HitBliss
- Company type: Private
- Website type: Streaming media
- Founded: 2008; 18 years ago
- Headquarters: Lexington, Massachusetts, {{{location_country}}}
- Founders: Sharon Peyer Andrew Prihodko
- Website: www.hitbliss.com
- Current status: Defunct

= HitBliss =

HitBliss was an online service that consisted of two applications: HitBliss Earn and HitBliss Store. In HitBliss Earn, users opted in and selected targeted ads to consume on their own schedule. In exchange for their verified time and attention, users received payment. Earnings could be used to purchase entertainment (e.g., movies, TV episodes, and Pandora One Subscriptions) via the HitBliss Store application. Users could stream movies and TV shows in HitBliss application. The service is available to subscribers in the US, UK, Canada, and Australia, as well as other countries.

The company was based in Lexington, Massachusetts, USA and was founded in 2008 by Sharon Peyer and Andrew Prihodko. HitBliss was privately backed by Alpond Capital.
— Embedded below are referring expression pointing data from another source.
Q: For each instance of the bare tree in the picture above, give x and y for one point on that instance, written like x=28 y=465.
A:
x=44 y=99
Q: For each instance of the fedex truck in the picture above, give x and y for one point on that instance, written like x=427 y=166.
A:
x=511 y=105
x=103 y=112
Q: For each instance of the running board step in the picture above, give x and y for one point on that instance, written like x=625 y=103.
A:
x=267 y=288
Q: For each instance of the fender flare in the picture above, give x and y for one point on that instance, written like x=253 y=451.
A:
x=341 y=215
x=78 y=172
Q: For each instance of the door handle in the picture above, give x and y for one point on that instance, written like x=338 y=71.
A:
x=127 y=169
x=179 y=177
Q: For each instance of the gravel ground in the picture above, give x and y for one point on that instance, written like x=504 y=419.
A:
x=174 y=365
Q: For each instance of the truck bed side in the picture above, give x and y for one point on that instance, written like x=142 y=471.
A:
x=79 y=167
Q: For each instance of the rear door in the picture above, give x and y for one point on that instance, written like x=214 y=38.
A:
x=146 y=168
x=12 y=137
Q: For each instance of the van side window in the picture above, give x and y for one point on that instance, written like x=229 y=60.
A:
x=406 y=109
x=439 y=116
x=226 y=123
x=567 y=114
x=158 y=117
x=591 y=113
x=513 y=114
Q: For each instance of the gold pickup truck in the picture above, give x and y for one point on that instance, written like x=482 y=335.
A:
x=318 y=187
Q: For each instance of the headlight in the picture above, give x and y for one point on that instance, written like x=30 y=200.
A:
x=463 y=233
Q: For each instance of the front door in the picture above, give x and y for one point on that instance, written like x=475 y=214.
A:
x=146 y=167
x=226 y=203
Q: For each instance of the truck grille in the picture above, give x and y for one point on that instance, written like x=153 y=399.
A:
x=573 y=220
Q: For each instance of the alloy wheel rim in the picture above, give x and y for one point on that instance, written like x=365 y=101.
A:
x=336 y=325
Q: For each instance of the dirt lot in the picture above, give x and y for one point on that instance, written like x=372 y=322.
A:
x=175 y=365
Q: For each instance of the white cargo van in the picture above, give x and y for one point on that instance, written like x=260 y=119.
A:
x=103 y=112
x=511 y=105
Formerly, it competed with Hulu and Netflix, but the company stated that their video on demand (VOD) application was an effort to prove the viability of the HitBliss earned-payment method. The HitBliss earned-payment method was positioned as an alternative to credit cards or PayPal so that consumers could purchase a variety of items, including apps, games, and music, with their earned cash. In September 2013, HitBliss announced an agreement with Pandora Music, which allowed HitBliss users to purchase $3.99/month Pandora One subscriptions with their earned-cash.

==Affiliation==
HitBliss had deals with three film studios (Warner Bros., Paramount and Universal) as well as Starz to offer Hollywood movies in the DVD/transactional VOD window and EST TV episodes the day after they air.

==Discontinuation==
On 6 May 2014, HitBliss wrote on their blog that the service will be suspended while post-beta preparations are completed. Users who had a current balance were given the option to redeem their account balance as an Amazon Gift Card that was applied toward movies or videos.